Vorher will ich aber noch das Zelt trocknen und hänge es an einem sonnigen Platz neben dem Toilettenhäuschen auf. Kaum flattert es auf der Leine, beginnt es zu donnern. Ein Gewitter zieht auf. Schnell packe ich ein und lege den Regenschutz um den Rucksack. Obwohl es wie aus Eimern schüttet, ziehe ich die Regenjacke gar nicht erst an. Ich kann mich ja später am Auto umziehen. Etwa zwanzig Minuten lang suche ich Schutz zwischen den Bäumen, bis der Regen etwas nachlässt.

Endlich breche ich auf. Es regnet weiter und natürlich werde ich nass bis auf die Haut. Hinter den Inkpots treffe ich auf ein Ehepaar aus Quebec, im Moment die einzigen Besucher hier und ebenfalls vom Gewitter überrascht. Auf unserem gemeinsamen Weg zum Parkplatz hört der Regen so plötzlich auf, wie er angefangen hat. Der gut ausgebaute Rest des Weges hat inzwischen stark gelitten: Bäume liegen quer und aus den großen Pfützen sind richtige Seen geworden.

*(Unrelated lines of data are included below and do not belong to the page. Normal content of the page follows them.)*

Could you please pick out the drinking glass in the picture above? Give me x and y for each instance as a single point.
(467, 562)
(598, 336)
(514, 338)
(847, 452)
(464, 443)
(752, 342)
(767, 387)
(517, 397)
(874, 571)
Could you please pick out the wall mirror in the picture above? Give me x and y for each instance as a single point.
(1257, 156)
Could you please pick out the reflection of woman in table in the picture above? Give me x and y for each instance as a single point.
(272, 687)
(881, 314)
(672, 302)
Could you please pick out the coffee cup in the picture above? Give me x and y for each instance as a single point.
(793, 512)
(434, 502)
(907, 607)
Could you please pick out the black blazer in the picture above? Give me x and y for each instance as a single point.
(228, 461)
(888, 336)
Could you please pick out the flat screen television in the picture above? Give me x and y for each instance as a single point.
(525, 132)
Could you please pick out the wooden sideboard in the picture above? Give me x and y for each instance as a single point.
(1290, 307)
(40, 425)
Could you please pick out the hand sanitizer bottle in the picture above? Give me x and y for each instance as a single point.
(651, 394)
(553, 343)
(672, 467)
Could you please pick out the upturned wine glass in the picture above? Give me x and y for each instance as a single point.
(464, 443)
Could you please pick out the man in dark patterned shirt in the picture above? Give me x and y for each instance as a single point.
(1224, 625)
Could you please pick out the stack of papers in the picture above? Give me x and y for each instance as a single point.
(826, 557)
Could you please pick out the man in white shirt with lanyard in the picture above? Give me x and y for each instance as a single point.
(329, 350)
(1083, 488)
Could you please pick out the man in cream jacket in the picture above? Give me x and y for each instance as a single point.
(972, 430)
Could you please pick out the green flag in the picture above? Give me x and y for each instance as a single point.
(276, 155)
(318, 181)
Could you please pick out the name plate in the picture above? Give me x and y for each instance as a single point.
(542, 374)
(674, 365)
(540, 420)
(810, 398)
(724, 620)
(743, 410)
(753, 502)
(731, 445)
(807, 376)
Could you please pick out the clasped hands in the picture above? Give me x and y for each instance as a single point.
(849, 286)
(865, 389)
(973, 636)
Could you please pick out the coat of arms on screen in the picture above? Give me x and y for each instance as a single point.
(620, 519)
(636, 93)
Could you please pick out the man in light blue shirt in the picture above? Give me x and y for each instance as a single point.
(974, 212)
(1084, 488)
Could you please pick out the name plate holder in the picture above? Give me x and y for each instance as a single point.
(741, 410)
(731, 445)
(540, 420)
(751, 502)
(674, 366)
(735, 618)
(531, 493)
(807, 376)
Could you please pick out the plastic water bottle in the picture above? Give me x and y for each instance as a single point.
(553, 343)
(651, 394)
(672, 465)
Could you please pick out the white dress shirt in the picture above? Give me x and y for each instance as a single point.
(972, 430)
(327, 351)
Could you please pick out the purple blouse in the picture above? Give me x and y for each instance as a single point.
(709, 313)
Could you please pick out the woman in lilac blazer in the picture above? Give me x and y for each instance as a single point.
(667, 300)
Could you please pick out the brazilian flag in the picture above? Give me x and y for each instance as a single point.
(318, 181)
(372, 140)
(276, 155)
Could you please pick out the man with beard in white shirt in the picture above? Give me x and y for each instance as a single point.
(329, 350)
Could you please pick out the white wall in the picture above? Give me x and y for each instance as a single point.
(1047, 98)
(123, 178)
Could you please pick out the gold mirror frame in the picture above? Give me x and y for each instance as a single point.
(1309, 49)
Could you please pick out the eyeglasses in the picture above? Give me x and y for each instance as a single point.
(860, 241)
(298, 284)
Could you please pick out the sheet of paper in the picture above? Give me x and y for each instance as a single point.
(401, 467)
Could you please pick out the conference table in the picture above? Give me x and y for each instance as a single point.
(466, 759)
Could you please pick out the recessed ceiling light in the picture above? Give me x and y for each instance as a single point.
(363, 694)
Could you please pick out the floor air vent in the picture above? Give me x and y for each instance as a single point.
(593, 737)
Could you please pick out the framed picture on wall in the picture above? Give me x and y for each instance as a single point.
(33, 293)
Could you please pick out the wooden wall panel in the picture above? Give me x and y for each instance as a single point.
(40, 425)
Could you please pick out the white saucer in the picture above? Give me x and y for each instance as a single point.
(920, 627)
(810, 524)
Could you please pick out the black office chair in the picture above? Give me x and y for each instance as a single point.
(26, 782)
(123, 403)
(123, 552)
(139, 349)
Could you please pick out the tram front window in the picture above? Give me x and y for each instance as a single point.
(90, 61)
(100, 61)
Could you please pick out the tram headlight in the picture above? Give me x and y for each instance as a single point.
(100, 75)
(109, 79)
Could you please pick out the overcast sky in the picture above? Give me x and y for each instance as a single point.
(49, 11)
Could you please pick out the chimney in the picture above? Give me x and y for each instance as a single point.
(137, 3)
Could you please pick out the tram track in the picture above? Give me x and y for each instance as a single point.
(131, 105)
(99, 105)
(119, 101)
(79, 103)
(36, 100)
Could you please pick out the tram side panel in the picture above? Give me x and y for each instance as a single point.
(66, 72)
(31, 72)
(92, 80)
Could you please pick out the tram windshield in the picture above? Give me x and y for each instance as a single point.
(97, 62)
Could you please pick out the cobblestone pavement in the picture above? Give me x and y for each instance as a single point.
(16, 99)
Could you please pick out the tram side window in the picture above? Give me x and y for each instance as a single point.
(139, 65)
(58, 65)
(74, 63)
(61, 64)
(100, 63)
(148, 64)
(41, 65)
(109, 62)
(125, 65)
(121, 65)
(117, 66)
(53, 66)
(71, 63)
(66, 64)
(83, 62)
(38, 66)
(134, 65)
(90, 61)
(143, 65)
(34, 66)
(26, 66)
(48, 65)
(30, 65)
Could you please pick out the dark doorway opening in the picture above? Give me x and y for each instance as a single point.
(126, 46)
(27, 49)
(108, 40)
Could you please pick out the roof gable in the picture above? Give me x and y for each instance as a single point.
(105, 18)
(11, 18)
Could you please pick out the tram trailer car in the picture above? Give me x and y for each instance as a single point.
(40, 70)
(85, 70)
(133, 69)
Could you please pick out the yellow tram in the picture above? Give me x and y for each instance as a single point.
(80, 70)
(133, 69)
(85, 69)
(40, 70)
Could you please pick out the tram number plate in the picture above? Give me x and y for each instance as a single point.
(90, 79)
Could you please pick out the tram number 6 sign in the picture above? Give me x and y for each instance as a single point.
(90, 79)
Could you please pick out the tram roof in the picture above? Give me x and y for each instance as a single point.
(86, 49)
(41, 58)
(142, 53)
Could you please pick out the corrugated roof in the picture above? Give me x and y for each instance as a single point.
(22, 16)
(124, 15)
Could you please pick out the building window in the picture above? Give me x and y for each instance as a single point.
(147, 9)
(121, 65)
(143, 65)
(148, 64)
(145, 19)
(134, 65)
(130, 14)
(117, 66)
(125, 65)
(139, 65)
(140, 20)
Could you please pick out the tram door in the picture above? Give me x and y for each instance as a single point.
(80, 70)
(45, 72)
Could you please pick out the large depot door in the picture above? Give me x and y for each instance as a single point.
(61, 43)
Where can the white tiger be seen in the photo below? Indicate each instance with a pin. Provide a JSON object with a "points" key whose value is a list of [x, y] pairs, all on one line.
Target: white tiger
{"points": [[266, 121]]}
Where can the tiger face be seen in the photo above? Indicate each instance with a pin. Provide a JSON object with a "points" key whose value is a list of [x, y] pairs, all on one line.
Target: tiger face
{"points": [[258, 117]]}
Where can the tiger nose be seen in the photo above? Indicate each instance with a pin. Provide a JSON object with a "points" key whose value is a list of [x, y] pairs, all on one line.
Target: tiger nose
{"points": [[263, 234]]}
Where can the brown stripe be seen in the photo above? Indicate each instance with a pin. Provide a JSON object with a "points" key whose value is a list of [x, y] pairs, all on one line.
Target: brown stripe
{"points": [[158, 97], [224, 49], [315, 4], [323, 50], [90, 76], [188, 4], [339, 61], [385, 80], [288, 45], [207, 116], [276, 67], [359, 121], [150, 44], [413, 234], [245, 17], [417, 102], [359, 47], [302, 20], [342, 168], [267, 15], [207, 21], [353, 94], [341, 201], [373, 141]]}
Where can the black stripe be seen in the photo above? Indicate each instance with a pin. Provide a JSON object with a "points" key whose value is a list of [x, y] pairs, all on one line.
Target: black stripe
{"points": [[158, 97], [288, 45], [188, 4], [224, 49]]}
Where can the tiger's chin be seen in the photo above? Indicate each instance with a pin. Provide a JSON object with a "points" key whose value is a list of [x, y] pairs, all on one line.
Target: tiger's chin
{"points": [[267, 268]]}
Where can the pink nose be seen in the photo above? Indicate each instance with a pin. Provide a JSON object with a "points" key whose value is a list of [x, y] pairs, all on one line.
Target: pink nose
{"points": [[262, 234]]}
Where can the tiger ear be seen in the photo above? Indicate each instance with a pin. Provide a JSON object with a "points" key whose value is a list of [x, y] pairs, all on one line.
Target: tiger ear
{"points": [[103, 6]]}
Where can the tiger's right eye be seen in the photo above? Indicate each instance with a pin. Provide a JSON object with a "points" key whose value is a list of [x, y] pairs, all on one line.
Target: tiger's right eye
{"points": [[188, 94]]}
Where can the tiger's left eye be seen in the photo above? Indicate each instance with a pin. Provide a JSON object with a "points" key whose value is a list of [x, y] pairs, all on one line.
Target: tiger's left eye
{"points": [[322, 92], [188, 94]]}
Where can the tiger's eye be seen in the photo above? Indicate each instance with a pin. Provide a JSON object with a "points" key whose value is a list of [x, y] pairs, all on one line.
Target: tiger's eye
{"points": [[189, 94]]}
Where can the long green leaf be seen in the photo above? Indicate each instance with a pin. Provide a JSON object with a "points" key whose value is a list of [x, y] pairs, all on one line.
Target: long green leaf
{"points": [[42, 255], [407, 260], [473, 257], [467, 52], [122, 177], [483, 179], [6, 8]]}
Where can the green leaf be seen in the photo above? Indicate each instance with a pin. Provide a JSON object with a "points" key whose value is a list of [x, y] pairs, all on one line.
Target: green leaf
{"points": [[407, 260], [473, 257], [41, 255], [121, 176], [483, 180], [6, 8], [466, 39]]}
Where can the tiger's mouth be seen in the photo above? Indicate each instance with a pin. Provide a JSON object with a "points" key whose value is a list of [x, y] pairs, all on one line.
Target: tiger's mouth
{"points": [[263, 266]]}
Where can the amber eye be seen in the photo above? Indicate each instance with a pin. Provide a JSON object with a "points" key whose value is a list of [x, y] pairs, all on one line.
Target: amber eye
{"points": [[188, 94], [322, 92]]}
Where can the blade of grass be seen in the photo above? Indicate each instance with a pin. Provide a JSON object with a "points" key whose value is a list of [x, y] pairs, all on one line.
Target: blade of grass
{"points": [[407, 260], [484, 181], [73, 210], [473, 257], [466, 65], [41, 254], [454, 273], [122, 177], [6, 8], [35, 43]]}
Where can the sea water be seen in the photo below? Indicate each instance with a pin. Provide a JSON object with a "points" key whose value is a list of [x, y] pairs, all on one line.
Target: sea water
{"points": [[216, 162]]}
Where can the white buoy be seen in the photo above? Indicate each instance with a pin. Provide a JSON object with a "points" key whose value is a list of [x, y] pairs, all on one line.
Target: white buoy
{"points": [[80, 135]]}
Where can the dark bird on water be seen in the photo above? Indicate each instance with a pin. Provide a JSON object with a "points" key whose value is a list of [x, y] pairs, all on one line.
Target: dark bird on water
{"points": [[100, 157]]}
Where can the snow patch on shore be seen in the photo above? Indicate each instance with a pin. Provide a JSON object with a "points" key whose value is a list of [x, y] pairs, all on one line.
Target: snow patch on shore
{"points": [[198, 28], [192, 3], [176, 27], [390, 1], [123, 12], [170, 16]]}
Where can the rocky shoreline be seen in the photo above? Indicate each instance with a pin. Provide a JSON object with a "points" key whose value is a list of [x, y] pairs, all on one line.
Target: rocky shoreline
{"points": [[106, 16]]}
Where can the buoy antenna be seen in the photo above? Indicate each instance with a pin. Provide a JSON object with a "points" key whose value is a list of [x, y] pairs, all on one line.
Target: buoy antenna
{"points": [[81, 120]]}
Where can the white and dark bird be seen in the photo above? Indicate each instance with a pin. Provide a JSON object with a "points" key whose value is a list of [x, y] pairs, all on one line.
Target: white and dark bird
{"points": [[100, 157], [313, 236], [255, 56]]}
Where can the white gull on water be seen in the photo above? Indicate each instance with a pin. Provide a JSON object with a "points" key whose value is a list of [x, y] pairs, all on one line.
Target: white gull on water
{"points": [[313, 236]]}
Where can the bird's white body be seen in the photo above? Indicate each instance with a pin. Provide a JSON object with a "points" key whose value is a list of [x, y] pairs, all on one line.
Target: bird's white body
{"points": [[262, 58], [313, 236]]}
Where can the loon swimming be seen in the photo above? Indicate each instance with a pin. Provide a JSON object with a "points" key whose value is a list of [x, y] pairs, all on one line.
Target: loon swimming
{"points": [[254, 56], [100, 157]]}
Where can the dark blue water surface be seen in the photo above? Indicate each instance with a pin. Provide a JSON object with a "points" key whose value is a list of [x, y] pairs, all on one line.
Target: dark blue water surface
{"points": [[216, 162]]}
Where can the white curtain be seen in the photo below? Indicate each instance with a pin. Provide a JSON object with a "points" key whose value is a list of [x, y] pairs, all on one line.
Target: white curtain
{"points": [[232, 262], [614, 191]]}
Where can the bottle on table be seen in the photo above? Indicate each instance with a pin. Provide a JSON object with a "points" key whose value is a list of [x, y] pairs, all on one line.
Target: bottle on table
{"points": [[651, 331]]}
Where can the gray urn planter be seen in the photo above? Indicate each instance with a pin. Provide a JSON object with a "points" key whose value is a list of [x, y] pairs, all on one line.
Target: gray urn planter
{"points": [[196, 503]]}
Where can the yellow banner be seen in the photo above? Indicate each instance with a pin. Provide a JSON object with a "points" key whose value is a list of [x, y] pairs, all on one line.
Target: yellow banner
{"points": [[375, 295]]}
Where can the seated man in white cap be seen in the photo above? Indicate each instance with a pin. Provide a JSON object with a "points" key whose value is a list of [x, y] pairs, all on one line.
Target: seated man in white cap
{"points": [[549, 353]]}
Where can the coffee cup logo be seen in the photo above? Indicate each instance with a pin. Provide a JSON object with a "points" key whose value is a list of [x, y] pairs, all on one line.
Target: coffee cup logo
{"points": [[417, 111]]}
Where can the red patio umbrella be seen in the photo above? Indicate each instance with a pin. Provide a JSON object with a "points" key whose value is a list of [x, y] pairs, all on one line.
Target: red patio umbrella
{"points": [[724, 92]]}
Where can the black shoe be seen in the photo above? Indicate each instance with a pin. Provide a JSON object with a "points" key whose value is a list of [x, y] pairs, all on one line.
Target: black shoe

Endlich am Auto angekommen, ziehe ich mir trockene Sachen an. Dann mache ich mir hinten im Auto etwas Warmes zu essen.

Auf der Rückfahrt gerate ich zwischen Golden und Revelstoke erneut in eine Art Sintflut. In der Großbaustelle bei Golden werden Schlamm und Steine auf die Straße gespült. Später erfahre ich, dass an meinem ursprünglich geplanten Rückreisetag hier ein schwerer Unfall den Highway für eineinhalb Tage gesperrt hat. Ich habe wieder einmal Glück und komme heil zu Hause an.

 

Mein Wander-Sommer war diesmal von Extremen geprägt. Zuerst die Hitze und die Insektenplage am Sunset Pass und Floe Lake, dann hier auf der zweiten Wanderung die überreichliche Nässe. Wenigstens fiel der Regen meistens nachts. Trotz allem hatte ich wieder eine schöne und erlebnisreiche Wanderung mit dem Ausflug zum Bonnet Glacier als Höhepunkt.